FYI - I have not read the article but this is what I would do. Or you could just make a round blank if you wanted.  Also, I have never tried to make a mirror so may know all the limitations. 

 

The process would be as follows:

 

1) Make a positive of the mirror shape out of aluminium or I would just use an existing mirror (scrap preferably) find someone who scratched their mirror and use it. 

2) get a flexible bucket large enough to cover the mirror with the plaster

3) Spray the bucket with silicon oil spray as a parting agent.

4) Pour a thin layer of plaster (anhydrite based plaster of Paris) in the bottom of container and let it harden overnight.
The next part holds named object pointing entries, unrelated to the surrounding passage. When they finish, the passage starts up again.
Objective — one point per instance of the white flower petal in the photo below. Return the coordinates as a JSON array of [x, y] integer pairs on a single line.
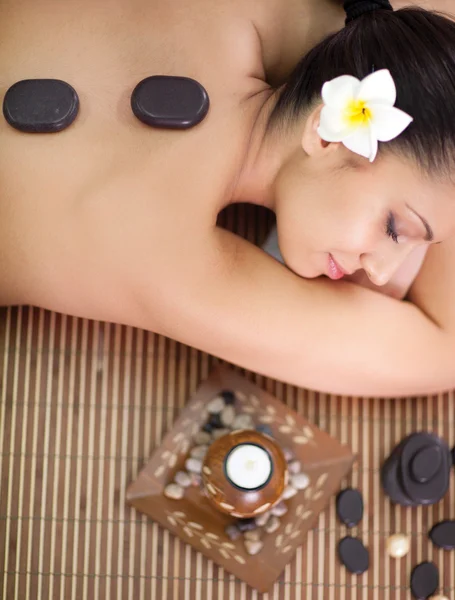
[[332, 126], [362, 142], [378, 87], [337, 92], [388, 122]]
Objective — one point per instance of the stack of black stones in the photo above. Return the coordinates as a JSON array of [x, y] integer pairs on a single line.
[[417, 473]]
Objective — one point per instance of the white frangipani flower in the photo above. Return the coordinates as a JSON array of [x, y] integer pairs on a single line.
[[361, 113]]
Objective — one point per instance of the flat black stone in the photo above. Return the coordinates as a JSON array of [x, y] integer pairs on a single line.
[[431, 491], [350, 507], [266, 429], [215, 421], [228, 396], [40, 105], [353, 555], [426, 464], [397, 475], [391, 480], [169, 102], [424, 580], [443, 535]]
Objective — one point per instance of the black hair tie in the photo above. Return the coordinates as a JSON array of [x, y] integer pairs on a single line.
[[357, 8]]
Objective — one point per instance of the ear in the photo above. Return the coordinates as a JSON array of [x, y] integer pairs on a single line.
[[312, 144]]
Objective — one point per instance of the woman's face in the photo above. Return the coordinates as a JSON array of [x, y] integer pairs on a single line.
[[337, 214]]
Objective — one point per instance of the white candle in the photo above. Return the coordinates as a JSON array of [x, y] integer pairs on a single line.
[[248, 466]]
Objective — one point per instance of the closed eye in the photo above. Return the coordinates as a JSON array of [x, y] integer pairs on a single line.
[[391, 227]]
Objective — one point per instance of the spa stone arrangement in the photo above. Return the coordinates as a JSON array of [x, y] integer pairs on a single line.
[[253, 462], [240, 478]]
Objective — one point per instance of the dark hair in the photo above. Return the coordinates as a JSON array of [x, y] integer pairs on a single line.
[[418, 48]]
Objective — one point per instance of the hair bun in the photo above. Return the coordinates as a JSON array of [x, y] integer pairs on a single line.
[[357, 8]]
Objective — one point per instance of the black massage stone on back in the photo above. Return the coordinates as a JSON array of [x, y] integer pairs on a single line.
[[169, 102], [40, 105]]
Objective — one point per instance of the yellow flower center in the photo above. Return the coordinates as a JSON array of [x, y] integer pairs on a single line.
[[357, 113]]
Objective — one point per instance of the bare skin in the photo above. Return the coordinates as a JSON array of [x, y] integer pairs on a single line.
[[112, 220]]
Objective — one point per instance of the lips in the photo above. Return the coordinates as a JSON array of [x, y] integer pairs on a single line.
[[334, 270]]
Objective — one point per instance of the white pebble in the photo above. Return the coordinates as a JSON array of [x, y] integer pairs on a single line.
[[183, 479], [194, 465], [253, 547], [261, 520], [199, 451], [243, 422], [398, 545], [202, 438], [216, 405], [173, 491], [272, 525], [300, 481], [294, 467], [253, 535], [279, 509], [228, 415], [289, 492], [196, 480]]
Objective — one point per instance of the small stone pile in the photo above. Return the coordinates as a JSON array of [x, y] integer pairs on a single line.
[[223, 418]]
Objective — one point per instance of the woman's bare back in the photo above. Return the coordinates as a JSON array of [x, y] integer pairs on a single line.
[[78, 208]]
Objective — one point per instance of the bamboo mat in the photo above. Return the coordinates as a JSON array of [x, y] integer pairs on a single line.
[[83, 405]]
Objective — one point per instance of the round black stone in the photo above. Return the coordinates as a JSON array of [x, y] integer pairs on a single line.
[[353, 555], [443, 535], [424, 580], [265, 429], [40, 105], [350, 507], [426, 464], [228, 396], [215, 421], [411, 461], [169, 102], [246, 525]]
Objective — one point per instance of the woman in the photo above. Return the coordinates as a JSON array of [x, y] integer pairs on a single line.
[[116, 221]]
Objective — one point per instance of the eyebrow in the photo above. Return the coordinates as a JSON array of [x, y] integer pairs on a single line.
[[429, 237]]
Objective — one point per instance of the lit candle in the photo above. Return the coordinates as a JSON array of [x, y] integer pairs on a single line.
[[248, 466]]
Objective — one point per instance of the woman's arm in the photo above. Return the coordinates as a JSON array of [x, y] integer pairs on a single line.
[[239, 304]]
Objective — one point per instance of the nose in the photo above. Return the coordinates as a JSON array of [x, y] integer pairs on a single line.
[[381, 267]]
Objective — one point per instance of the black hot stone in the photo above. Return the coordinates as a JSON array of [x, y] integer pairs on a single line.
[[426, 464], [169, 102], [424, 580], [40, 105], [418, 470], [443, 535], [246, 525], [353, 555], [228, 396], [350, 507], [215, 421], [265, 429]]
The plaster should be thin (runny) such that any bubbles can escape (there will be directions on how much water can be added).

5) Put a layer of 2mm poly sheet on the the layer of hardened plaster.  Make sure it lays very very flat and extends fully to the sides of the container.  The better the fit the easer it will be to separate later.

6) Put the mirror on the poly centred with the parabolic surface facing up. (You may need to coat the mirror in silicon oil but I would try first without as it may make the plaster less likely to work well as the mold).

7) Pour in a thin (runny) plaster again making sure the bubble can rise and cover the mirror with at least 1" of plaster. 

8) Allow the plaster to set overnight.

10) Demold from the bucket and separate the upper (flat bottom and mirror from the mold).  I am hoping the mirror will slide out, if not the plaster will have to be broken off and a vertical mold split line added)

11) Drill a 1" hole through the flat bottom of mold such that the porcelain or ceramic slip can be poured into the mould.

12) You can sand the mold lightly to remove any unwanted features.

Mold complete

 

Making green casting.

1) Make the slip.  The porcelain slip should be made quite runny to allow the air bubbles to rise.  If you are making a slip of another ceramic or glass follow the instructions for the commercial slip solution. 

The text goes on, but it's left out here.